In a typical FRC season, you’re hyperaware of the personalities and strengths of everyone on your team. You know who’s best suited to design the shooter, who will stay for the late nights, who has the most experience with FRC as a whole, and whose judgement you trust most when a tough decision has to be made. That familiarity is one of the greatest strengths of working with the same team over a long period of time.

What surprised me was how well the opposite approach worked too. Walking into a “season” without any of those assumptions meant everyone felt more comfortable jumping in and contributing from the start. Mechanical, electrical, and software members were all sketching ideas, testing designs, and throwing out suggestions side by side.

MIT often says they select for students who are strong collaborators and true team players, but this was the first time I saw that philosophy play out in real time. Everyone was eager to help, open to merging very different ideas into stronger ones, and consistently brought positive energy into the space. Over the three days, I was introduced to many new concepts, and I never once felt uncomfortable admitting that I lacked experience. Instead, teammates spent hours explaining ideas, answering questions, and working alongside me until things clicked.

Turning a group of strangers into a cohesive team is rarely easy. I think the fact that teamwork became our greatest strength in just three days says a lot about the culture MIT fosters – and the people it brings together.

The final realization I came away with was, “how do teams spend six weeks doing this?” A thought that felt ironic, considering my own team often felt that six weeks wasn’t enough.
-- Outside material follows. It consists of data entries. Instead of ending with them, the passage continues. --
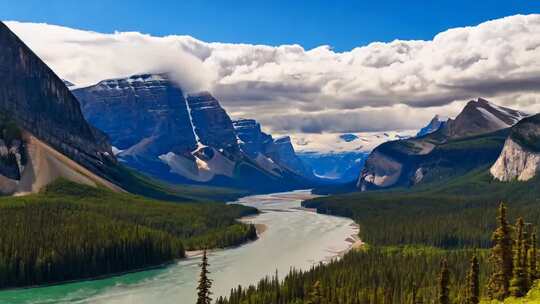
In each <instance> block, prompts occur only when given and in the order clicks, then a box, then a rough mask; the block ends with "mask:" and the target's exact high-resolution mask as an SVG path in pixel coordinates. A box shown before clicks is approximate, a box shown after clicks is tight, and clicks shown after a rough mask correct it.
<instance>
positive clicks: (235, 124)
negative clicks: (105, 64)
mask: <svg viewBox="0 0 540 304" xmlns="http://www.w3.org/2000/svg"><path fill="white" fill-rule="evenodd" d="M73 94H74V95H75V96H77V98H78V99H79V101H80V103H81V108H82V111H83V113H84V115H85V117H86V118H87V119H88V121H89V122H90V123H91V124H93V125H94V126H96V127H97V128H99V129H101V130H103V131H104V132H105V133H107V134H108V135H109V137H110V139H111V142H112V144H113V146H114V150H115V153H116V156H117V157H118V158H119V160H120V161H122V162H123V163H125V164H126V165H128V166H130V167H132V168H135V169H137V170H140V171H141V172H144V173H146V174H149V175H151V176H154V177H157V178H159V179H163V180H166V181H169V182H172V183H199V184H203V183H204V184H211V185H219V186H232V187H240V188H248V189H251V190H256V191H278V190H288V189H295V188H307V187H310V186H313V185H316V184H317V183H318V182H319V181H318V179H317V178H316V177H315V176H314V175H313V174H312V173H311V170H310V169H308V168H307V167H306V165H305V164H304V163H303V162H302V161H301V160H300V159H299V158H298V157H297V156H296V153H295V151H294V148H293V146H292V144H291V142H290V138H288V137H282V138H277V139H274V138H273V137H272V136H271V135H269V134H265V133H263V132H262V131H261V127H260V125H259V124H258V123H257V122H256V121H254V120H250V119H242V120H238V121H234V122H233V121H232V120H231V118H230V117H229V115H228V114H227V112H226V111H225V110H224V109H223V108H222V107H221V105H220V104H219V102H218V100H217V99H216V98H214V97H213V96H212V95H211V94H210V93H209V92H199V93H193V94H187V95H186V94H185V92H184V91H183V90H182V88H180V86H178V85H176V84H175V83H173V82H172V81H170V79H169V78H168V76H167V75H165V74H161V75H150V74H145V75H134V76H131V77H128V78H123V79H110V80H104V81H101V82H99V83H98V84H96V85H93V86H90V87H85V88H76V89H74V90H73Z"/></svg>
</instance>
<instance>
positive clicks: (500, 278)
mask: <svg viewBox="0 0 540 304" xmlns="http://www.w3.org/2000/svg"><path fill="white" fill-rule="evenodd" d="M497 222H498V227H497V229H495V231H494V232H493V235H492V236H491V241H492V242H493V248H492V249H491V255H490V260H491V263H492V264H493V269H494V272H493V274H492V275H491V277H490V278H489V281H488V295H489V296H490V298H495V299H498V300H503V299H504V298H506V297H507V296H508V294H509V288H510V280H511V278H512V274H513V260H512V236H511V231H512V229H511V227H510V225H509V224H508V220H507V219H506V206H505V205H504V203H501V204H500V205H499V215H498V216H497Z"/></svg>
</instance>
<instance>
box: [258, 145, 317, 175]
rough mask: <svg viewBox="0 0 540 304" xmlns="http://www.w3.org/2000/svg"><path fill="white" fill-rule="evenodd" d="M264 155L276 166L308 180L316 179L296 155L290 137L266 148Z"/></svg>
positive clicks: (311, 172) (308, 167)
mask: <svg viewBox="0 0 540 304" xmlns="http://www.w3.org/2000/svg"><path fill="white" fill-rule="evenodd" d="M264 154H265V155H266V156H267V157H268V158H270V159H271V160H272V161H274V162H275V163H276V164H279V165H280V166H282V167H284V168H286V169H288V170H290V171H292V172H294V173H296V174H298V175H300V176H304V177H307V178H314V175H313V172H312V170H311V169H310V168H309V167H308V166H307V165H306V164H305V163H304V162H303V161H302V160H301V159H300V158H299V157H298V155H296V152H295V151H294V147H293V145H292V143H291V138H290V137H289V136H282V137H279V138H276V139H275V140H273V141H271V142H269V143H268V144H267V145H266V146H265V152H264Z"/></svg>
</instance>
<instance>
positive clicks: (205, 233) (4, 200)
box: [0, 181, 256, 288]
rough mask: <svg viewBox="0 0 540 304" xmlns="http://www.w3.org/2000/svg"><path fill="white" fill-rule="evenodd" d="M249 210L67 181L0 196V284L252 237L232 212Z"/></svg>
mask: <svg viewBox="0 0 540 304" xmlns="http://www.w3.org/2000/svg"><path fill="white" fill-rule="evenodd" d="M254 212H256V210H254V209H252V208H247V207H243V206H227V205H224V204H216V203H197V204H174V203H165V202H159V201H153V200H149V199H146V198H143V197H139V196H134V195H131V194H122V193H113V192H111V191H108V190H104V189H98V188H93V187H87V186H83V185H78V184H74V183H71V182H66V181H59V182H56V183H55V184H53V185H51V186H49V187H48V188H47V189H46V191H44V192H43V193H40V194H36V195H29V196H24V197H4V198H1V199H0V288H6V287H18V286H29V285H36V284H45V283H55V282H61V281H66V280H74V279H82V278H89V277H95V276H101V275H106V274H112V273H118V272H123V271H130V270H135V269H139V268H143V267H149V266H156V265H160V264H162V263H166V262H170V261H172V260H174V259H176V258H181V257H184V250H186V249H200V248H203V247H206V246H208V245H210V246H213V247H225V246H232V245H238V244H240V243H242V242H245V241H247V240H252V239H254V238H256V232H255V228H254V227H253V226H250V225H243V224H239V223H238V222H237V221H236V220H235V219H236V218H238V217H240V216H242V215H246V214H252V213H254Z"/></svg>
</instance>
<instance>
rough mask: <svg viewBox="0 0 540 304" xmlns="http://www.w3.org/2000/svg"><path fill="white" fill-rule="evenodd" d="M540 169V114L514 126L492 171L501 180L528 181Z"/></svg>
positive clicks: (502, 180) (531, 117)
mask: <svg viewBox="0 0 540 304" xmlns="http://www.w3.org/2000/svg"><path fill="white" fill-rule="evenodd" d="M539 171H540V115H535V116H532V117H529V118H525V119H523V120H522V121H521V122H519V123H518V124H517V125H515V126H514V127H513V128H512V131H511V132H510V135H509V137H508V139H507V140H506V142H505V144H504V148H503V150H502V152H501V155H500V156H499V158H498V159H497V161H496V162H495V164H494V165H493V166H492V167H491V169H490V173H491V175H493V177H494V178H495V179H497V180H499V181H503V182H509V181H515V180H517V181H528V180H530V179H532V178H534V177H535V176H536V175H537V174H538V172H539Z"/></svg>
Being forced to complete the entire process in just three days made me rethink how I approached robotics in high school. and there are many things I now know I would do differently.  Specifically, I think MIT ingrains in you the idea of “failing fast,” a mindset that runs counter to how my team, and I especially, preferred to work. 

I’ve always been someone who wants to think through every aspect of a problem before jumping into a solution. I want my first attempt to be perfect, which usually means spending a lot of time analyzing the problem itself. But Robot in 3 Days made me realize that this isn’t always the most productive approach. Sometimes, failing quickly teaches you far more about a problem than filling page after page of Notability notes.

And finally, THE ROBOT (temporarily named TIM)

If you are interested in learning more about the robot and our design process, I HIGHLY recommend checking out our Chief Delphi thread. Here, you can find videos of us talking about each mechanism on the robot, ideas we considered using initially, and some embarrassing clips of me nearly breaking the robot. 

I also highly recommend you watch our official robot reveal video because it’s SO COOL (trust)!! 

If you are reading this and still haven’t watched it, go back and press the link.

Overall, Robot in 3 Days was one of the best experiences I’ve had at MIT so far – see you again this time next year (maybe with you as a member of the team!). And for all the teams competing – GOOD LUCK!